Categories Old Testament

03102554724_cimage Bloggers have been weighing in on ZIBBCOT over the past weeks. Here are some of the first reviews:

“The only way I can put it is this: every church and every pastor and ever seminarian, especially those who are evangelical, will want this commentary series within arm's reach on his or her desk. There is nothing like it -- and we all know commentaries repeat one another endlessly -- and this one doesn't.”

—Scot McKnight on Jesus Creed

“It is an excellent resource. The 5 volume 2500+ page Zondervan “backgrounds” commentary makes an intensely interesting read for those who wish to examine the Pentateuch and the rest of the Hebrew Bible with an eye for backgrounds to its content in the longue durée of ANE culture.”

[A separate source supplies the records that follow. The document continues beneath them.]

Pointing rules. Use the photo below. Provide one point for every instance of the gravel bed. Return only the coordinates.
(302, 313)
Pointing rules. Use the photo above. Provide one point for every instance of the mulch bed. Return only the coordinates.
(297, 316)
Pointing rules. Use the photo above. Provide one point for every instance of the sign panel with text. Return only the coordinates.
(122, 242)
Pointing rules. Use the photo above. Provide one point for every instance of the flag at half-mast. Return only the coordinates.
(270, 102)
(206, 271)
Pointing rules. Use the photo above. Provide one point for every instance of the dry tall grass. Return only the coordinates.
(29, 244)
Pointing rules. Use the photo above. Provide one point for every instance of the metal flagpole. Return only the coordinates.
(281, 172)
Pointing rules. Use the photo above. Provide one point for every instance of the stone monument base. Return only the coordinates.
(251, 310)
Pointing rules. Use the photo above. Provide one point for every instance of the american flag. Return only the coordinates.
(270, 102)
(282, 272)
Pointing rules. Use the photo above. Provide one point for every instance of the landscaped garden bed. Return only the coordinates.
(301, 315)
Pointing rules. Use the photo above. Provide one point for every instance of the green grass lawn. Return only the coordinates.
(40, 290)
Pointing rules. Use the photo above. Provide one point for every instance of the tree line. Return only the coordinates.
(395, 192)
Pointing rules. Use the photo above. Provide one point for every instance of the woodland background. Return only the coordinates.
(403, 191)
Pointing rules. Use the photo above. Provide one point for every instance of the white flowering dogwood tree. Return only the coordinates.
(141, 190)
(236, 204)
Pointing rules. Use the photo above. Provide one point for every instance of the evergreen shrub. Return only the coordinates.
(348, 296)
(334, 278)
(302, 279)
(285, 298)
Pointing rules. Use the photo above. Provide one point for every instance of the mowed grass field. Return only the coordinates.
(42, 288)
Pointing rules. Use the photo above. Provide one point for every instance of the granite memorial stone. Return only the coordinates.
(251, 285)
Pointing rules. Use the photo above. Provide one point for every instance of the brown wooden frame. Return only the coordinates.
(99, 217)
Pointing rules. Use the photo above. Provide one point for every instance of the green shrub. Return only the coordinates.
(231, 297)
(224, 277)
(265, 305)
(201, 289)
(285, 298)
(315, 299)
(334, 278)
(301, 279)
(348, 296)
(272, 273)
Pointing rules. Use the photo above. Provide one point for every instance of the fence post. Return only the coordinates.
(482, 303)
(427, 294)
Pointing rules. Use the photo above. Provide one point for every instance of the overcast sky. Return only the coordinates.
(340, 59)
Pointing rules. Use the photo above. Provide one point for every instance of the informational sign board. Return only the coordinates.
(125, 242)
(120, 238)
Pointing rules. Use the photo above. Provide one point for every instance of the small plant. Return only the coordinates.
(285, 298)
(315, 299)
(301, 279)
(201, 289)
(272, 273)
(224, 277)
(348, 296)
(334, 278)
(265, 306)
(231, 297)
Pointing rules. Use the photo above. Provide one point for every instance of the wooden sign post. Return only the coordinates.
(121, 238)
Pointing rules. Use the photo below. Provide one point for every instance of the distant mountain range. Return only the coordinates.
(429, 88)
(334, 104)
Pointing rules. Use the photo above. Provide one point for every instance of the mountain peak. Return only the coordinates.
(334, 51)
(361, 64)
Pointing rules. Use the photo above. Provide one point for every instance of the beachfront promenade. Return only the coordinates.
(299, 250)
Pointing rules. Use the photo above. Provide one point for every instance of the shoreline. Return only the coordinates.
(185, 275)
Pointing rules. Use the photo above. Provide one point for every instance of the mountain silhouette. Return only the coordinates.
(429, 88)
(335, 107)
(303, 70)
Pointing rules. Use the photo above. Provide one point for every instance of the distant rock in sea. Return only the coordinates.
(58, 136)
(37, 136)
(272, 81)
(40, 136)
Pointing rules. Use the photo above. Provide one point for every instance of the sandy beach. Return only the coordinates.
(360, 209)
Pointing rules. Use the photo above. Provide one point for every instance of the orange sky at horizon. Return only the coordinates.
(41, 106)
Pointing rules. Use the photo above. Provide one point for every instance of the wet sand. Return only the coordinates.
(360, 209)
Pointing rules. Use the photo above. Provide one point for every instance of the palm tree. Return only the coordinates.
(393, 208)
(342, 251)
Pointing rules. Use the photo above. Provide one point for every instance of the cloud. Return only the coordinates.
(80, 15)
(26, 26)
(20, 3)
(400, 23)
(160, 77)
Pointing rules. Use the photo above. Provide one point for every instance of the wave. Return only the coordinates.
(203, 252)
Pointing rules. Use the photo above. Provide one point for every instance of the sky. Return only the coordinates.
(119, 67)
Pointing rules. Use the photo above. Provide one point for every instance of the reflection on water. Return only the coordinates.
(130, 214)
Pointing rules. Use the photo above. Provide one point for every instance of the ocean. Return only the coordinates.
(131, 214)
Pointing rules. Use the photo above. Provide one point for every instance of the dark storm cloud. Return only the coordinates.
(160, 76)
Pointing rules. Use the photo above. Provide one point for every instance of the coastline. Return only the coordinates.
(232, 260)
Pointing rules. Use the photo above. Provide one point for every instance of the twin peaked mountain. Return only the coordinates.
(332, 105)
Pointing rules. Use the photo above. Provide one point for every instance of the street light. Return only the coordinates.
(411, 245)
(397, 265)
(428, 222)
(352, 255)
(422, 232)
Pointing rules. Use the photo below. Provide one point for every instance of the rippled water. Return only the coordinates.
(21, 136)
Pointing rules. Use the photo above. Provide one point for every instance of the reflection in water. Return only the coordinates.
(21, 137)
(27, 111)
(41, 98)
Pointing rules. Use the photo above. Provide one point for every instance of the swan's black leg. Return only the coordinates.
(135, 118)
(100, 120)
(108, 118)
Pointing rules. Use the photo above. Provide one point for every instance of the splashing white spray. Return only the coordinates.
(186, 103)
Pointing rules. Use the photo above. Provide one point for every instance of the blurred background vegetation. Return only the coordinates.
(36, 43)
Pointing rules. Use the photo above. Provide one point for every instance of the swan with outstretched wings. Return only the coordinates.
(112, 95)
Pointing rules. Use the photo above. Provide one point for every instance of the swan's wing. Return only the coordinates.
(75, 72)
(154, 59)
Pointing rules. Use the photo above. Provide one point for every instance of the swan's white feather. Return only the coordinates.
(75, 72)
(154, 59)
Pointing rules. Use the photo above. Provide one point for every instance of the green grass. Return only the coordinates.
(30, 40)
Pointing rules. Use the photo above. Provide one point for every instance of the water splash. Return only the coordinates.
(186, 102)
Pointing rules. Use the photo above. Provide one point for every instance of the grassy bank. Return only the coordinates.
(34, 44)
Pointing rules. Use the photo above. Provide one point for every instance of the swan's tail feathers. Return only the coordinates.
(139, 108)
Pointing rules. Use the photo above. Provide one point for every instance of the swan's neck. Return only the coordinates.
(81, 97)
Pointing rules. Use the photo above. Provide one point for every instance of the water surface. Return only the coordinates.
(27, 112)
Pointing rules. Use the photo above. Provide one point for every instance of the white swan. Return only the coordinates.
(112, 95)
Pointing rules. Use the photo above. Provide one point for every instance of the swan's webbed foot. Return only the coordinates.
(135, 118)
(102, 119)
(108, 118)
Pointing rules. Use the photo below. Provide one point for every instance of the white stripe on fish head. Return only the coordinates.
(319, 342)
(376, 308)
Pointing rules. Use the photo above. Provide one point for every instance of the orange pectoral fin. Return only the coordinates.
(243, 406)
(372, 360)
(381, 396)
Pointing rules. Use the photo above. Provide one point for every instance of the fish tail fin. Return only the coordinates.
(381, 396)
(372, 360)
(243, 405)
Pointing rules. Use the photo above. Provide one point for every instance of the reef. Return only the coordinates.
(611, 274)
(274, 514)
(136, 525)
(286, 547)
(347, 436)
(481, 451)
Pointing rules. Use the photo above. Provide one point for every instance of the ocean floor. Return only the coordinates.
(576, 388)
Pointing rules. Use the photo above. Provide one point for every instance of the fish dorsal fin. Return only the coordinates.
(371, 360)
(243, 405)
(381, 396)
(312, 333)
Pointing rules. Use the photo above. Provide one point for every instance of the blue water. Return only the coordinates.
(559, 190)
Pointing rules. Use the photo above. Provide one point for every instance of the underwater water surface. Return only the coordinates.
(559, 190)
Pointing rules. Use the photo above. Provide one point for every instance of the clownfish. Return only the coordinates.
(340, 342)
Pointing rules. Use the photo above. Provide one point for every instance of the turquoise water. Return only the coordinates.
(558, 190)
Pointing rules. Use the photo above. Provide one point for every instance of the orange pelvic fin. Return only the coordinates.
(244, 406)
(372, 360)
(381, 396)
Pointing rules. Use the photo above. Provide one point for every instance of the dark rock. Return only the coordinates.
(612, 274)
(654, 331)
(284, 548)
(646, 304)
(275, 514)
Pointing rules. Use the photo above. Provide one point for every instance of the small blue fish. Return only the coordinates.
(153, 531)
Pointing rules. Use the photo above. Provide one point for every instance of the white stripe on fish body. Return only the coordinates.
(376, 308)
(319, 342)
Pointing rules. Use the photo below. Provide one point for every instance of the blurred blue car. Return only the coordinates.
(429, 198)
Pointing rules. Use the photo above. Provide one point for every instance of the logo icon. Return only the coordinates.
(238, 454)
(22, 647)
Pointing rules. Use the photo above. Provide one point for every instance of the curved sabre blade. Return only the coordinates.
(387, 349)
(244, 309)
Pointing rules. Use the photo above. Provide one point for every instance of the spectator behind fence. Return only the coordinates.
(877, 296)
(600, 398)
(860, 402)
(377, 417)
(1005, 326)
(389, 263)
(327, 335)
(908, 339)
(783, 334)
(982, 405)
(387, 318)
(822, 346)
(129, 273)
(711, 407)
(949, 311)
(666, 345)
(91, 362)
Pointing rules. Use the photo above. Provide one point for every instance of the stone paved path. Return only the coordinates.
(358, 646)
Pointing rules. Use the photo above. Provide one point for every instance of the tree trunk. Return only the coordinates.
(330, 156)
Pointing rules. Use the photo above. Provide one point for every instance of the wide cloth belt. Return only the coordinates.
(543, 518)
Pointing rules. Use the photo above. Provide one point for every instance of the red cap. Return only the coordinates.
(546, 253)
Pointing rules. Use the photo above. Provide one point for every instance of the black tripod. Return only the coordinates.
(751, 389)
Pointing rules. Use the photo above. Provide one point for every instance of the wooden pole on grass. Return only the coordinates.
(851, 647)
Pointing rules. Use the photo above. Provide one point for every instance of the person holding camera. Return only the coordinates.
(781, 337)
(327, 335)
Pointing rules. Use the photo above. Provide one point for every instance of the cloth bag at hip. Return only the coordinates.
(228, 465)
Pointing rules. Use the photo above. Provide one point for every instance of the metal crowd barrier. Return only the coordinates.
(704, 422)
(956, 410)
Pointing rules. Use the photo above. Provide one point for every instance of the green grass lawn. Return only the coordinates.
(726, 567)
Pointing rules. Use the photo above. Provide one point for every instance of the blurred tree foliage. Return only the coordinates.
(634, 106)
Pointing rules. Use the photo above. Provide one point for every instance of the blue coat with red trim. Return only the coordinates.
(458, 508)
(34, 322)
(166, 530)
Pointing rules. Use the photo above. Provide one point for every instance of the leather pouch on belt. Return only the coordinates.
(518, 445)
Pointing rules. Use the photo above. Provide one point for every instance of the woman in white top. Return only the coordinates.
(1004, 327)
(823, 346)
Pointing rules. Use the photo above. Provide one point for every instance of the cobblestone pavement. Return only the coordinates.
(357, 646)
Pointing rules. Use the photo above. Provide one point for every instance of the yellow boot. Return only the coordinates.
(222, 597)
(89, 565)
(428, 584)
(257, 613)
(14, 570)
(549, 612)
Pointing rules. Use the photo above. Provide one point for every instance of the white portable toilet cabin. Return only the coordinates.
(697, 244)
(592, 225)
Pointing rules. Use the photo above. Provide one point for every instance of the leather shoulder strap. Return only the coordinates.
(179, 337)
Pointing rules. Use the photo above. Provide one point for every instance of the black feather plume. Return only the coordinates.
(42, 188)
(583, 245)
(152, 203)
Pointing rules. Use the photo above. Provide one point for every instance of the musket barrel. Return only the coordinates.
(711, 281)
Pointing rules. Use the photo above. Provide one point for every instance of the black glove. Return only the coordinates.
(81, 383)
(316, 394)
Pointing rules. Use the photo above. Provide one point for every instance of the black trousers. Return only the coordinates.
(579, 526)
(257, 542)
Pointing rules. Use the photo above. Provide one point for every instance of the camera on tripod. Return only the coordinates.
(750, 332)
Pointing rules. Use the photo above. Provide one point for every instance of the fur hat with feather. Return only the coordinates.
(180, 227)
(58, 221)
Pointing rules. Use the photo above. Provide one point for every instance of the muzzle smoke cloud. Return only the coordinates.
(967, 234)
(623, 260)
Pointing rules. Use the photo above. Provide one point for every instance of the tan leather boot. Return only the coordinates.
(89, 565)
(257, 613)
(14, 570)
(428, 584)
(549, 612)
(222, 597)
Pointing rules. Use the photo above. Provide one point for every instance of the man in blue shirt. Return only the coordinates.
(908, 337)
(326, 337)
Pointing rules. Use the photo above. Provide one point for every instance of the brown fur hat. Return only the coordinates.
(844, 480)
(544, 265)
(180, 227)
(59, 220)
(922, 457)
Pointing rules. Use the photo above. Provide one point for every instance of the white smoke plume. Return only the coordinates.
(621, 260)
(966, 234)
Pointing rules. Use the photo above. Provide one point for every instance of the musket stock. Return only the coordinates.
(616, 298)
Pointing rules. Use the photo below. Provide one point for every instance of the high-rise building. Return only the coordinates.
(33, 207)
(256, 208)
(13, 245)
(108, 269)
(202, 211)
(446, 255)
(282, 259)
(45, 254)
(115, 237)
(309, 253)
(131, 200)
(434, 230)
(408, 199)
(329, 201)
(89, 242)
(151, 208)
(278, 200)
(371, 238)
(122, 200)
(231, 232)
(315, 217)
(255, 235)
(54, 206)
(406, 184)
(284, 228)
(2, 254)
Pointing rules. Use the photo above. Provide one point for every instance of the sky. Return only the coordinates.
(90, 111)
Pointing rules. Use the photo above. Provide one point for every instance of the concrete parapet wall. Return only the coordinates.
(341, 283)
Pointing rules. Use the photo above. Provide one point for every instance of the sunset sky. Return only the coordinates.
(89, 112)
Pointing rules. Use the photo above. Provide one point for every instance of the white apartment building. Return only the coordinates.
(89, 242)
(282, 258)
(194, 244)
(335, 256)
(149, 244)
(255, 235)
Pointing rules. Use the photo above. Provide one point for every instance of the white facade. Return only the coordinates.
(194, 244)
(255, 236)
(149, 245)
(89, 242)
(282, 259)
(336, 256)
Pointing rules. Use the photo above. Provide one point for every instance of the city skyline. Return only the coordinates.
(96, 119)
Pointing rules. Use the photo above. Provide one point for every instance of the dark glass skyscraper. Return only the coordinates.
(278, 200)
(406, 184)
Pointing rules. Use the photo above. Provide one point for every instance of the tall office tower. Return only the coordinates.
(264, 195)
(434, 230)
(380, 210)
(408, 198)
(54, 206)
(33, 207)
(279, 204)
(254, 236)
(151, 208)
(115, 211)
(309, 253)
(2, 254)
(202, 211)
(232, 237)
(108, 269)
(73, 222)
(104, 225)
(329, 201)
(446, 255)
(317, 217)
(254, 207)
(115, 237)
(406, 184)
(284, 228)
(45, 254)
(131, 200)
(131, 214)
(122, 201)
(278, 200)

—John Hobbins on ancient hebrew poetry

“This should be on every pastor's shelf or at least in the church library.”

—Louis McBride on church connection (Baker Book House's blog)

“The Pentateuch is also arguablt the portion (except maybe Psalms) that most ministers preach from when they venture into the OT. . . . It’s fair to say, then, that this particular volume of the ZIBBC needs to be the showcase volume. I’m happy to say that Volume 1 does the set justice. It is far more comprehensive than anything comparable, like a handbook on the Pentateuch1 or “normal” commentaries which, by their nature, must focus more on textual analysis. I’ll try and illustrate those points while giving you some highlights of the set.

—Mike Heiser on The Naked Bible


“The pictures are useful too. For example, I was writing a paper on Zechariah 4 last year, the passage that mentions the lampstand with seven bowls, each with seven spouts for wicks. I couldn’t find a picture of these anywhere (in available books). Everyone described it but no one had a picture. This not only has a picture of a seven-spouted bowl, but it has a picture of a real one, not a recreation. This is immensely helpful in understanding what Zechariah is talking about. The book is full of helpful illustrations and descriptions that enlighten the background of the text.”

—David Wickiser on Unworthy Slave


“The handsome layout makes reading it a pleasure. The copious endnotes make tracking down textual references easy. And the exegetical and theological payoff makes owning these volumes essential for anyone who cares about understanding the Bible in its cultural environment.”

—Seth Ehorn on sententiae nil

Gary Burge: On writing "The Bible and the Land"
Gary Burge: On writing "The Bible and the Land" The Bible and the Land is an attempt to explain how the geographical and cultural themes in the Bible provided vibrant...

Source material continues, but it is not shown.